LOOK FOR THE THINGS IN HEAVEN
EASTER SUNDAY/2024
Reflection from Friar Nicholas Okeke
Theme: Look for the Things in Heaven
The
resurrection of our Lord Jesus Christ marks the eternal Day of our salvation. It
is our day of rest in God. As the sacred author writes in the book of Genesis,
“Thus heaven and earth were completed with all their array. On the seventh day
God had completed the work he had been doing. He rested on the seventh day
after the work he had been doing. God blessed the seventh day and made it
holy.” In the same manner, God has blessed this day and made it holy for us. Therefore, this is a holy day of God, for it is the day in which God rested after
he had finished the work of redemption of man. When the Son of Man finished his
redemptive work on the cross of Calvary, he cried: ‘It is finished.’ God’s
creation of man was finished, for the human nature the Eternal Word assumed has
been made like God. Thus, relatively, God rested when he finished the creation
of man in his image and in his likeness. The Son of Man is now made in the likeness of God.
It
is also the first day in which the spiritual light was made or has shone upon
us. For the resurrection Jesus Christ is a divine illumination on the work of
salvation God accomplished through the human nature he assumed. Thus, the resurrection
of Jesus Christ is the rest of God in a relative sense, and the rest of man through
the human nature of the Word in a proper and absolute sense. Jesus Christ
who slept in death on the cross of Calvary is not specifically the same Jesus
Christ who rose from the dead. The former has habitual natural consciousness
which occasionally rises to divine or spiritual consciousness of the Word. But
the latter has habitual spiritual or divine consciousness which encompasses the
natural one. The Risen Christ is a new being in the sense of being the seed of
a new heaven and earth, the foundation
of the New Jerusalem where God and man live and rest together.
The
second reading taken from St. Paul’s Letter to the Colossians instructs us on
how to enter into this City of peace and rest—the New Jerusalem—into which the
holy souls who came out of their tombs at the death of Jesus Christ entered.
“Since you have been brought back to true life with Christ, you must look for
the things that are in heaven, where Christ is, sitting at God’s right hand.” Paul
is saying that Christ resurrection brought us and those just souls who were
physically dead to true or spiritual life in God. The physically dead entered
into this life at the resurrection of Jesus Christ as written in the Gospel of
Matthew. Our own death was not physical, but symbolized in the ritual of
baptism, when we were immersed in the water and brought up again. Theirs was
actualized in their bodily death, while ours was symbolized in the baptismal
ritual which is usually celebrated immediately after Christ resurrection.
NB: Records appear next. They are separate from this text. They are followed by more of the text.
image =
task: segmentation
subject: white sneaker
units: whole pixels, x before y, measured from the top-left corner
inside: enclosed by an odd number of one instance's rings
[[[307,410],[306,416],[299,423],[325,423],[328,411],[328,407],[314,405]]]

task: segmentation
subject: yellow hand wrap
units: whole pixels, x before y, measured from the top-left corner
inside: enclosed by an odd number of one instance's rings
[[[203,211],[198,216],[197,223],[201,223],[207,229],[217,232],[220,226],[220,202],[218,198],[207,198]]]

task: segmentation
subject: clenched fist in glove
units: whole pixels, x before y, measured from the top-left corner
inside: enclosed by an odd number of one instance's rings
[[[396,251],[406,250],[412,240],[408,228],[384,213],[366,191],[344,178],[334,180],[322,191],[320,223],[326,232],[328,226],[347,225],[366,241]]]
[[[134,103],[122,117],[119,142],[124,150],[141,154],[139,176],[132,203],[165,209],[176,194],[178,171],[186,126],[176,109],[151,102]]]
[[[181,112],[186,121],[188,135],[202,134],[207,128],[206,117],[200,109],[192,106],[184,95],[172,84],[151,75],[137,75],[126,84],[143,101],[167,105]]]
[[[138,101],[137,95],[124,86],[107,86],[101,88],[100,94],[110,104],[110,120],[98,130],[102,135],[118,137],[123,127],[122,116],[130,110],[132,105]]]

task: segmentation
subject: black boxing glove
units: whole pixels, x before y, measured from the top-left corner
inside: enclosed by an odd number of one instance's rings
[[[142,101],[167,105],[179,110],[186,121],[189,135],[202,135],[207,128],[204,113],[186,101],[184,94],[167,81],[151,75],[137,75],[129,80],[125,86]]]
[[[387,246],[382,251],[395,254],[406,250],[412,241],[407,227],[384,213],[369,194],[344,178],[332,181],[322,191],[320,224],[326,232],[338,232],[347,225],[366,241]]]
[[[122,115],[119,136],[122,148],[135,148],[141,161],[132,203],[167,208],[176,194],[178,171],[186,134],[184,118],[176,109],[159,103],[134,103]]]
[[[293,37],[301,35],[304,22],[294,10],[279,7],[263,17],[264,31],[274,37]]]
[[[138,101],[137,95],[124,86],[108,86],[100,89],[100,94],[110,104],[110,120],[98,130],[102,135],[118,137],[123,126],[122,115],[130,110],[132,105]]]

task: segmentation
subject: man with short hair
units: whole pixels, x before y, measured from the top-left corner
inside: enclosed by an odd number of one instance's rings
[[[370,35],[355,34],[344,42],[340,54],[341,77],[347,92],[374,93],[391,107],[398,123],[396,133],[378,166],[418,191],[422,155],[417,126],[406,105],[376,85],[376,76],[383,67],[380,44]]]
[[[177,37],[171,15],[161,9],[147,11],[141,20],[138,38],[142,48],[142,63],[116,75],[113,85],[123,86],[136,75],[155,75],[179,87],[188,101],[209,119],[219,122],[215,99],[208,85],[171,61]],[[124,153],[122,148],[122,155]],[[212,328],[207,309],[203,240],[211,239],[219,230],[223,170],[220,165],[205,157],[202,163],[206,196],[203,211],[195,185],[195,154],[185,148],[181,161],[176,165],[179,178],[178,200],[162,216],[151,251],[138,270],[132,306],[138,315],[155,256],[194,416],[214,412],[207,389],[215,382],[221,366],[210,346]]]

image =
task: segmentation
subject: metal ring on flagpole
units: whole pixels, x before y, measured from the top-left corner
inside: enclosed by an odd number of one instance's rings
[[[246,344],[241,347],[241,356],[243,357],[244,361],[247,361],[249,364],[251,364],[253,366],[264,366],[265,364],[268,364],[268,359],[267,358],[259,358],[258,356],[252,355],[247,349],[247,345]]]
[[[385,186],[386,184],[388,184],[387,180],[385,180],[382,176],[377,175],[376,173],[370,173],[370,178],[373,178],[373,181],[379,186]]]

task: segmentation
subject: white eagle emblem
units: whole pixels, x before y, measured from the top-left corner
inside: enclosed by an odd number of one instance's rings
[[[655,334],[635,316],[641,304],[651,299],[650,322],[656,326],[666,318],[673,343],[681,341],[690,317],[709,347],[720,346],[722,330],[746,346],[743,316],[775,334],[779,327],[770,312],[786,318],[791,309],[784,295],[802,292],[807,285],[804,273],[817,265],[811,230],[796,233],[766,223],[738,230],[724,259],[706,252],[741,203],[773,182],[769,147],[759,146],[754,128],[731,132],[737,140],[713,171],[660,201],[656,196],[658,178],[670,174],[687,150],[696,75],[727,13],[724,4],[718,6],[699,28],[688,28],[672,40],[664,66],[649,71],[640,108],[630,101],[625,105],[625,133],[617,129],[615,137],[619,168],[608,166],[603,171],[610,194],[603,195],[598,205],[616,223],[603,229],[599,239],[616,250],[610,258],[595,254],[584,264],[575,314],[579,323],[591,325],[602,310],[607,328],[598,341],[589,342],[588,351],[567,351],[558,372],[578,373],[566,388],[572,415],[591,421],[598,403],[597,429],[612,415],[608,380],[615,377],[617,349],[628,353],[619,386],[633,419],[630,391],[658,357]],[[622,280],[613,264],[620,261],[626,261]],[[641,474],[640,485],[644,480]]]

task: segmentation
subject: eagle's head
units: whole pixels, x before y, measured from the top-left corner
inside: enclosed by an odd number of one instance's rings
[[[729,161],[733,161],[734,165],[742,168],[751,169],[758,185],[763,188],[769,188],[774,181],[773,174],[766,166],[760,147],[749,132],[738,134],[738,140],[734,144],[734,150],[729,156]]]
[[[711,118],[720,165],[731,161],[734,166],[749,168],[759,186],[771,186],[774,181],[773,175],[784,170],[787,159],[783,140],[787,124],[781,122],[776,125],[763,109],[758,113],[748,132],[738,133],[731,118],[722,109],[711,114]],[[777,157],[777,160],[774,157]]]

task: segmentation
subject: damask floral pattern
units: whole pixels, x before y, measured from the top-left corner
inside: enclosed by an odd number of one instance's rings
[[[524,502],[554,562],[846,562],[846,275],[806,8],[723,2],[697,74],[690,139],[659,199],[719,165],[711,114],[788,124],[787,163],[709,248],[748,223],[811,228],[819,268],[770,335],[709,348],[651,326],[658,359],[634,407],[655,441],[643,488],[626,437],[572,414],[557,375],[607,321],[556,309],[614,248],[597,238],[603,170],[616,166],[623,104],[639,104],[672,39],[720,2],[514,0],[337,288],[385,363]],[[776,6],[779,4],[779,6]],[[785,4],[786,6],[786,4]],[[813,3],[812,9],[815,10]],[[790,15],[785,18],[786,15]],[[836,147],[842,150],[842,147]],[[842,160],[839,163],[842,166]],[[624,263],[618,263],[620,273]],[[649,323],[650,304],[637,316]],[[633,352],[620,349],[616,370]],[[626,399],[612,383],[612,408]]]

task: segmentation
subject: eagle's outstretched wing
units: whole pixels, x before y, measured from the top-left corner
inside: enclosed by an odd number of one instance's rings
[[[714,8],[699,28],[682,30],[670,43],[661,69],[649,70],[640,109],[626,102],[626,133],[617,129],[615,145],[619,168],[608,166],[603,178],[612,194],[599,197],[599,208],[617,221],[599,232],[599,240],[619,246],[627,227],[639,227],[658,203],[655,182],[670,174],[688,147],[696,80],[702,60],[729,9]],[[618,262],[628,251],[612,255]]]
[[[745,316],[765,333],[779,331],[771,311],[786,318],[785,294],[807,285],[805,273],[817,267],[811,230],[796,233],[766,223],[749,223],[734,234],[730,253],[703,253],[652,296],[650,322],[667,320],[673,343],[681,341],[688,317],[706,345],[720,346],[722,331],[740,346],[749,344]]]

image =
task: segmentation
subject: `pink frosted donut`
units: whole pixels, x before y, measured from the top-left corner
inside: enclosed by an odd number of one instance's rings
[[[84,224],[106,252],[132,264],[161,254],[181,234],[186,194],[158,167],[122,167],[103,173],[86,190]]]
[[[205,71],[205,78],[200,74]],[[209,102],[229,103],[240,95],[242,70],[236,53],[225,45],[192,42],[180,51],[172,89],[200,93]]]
The
death of Jesus Christ redeemed us and them from sin and everlasting death.
The
heaven St. Paul refers to, is the New Jerusalem founded on the Lamb’s
resurrection. It is a new City of God and man dwelling in communion. What is
required to have access to the City of God is faith in the word of God. Hence,
to look for the things in heaven is to live a life of faith in the word of God,
to believe in the Risen Lord and have communion with him, while hoping for the
spiritual blessings to be revealed. This new Jerusalem, which we now share with the
Risen Lord and the just souls who have been perfected, exists in an eschatological
form in the Catholic Church. The exercise of faith makes it present among us. The
Eucharist we celebrate is the Sacrament of this communion and foretaste of the
coming banquet; it is not specifically the same as the Last Supper, but
something richer and deeper because it is the communion actualized; and it is
slightly a different Jesus Christ who offers the communion sacrifice, and different people who partake
of it. Cf. Lk 22:16, Mt 26:29
St.
Peter attest to the new communion in the kingdom of God in the first reading
from the Acts of apostles. “Now we are those witnesses—we have eaten and drunk
with him after his resurrection from the dead—and he has ordered us to proclaim
this to his people and to tell them that God has appointed him to judge
everyone, alive or dead.” What they ate and drank before the crucifixion and
were afraid, they ate and drank now and are emboldened to proclaim without fear
of death. The Jesus Christ they ate and drank with before the passion was
vulnerable, but the Risen Lord is no vulnerable, only in us who are his physical members. The Risen Lord is mystically
one with God and with every who has faith in the resurrection and lives out the
communion each day. This communion of faith with the Risen Lord is salvation.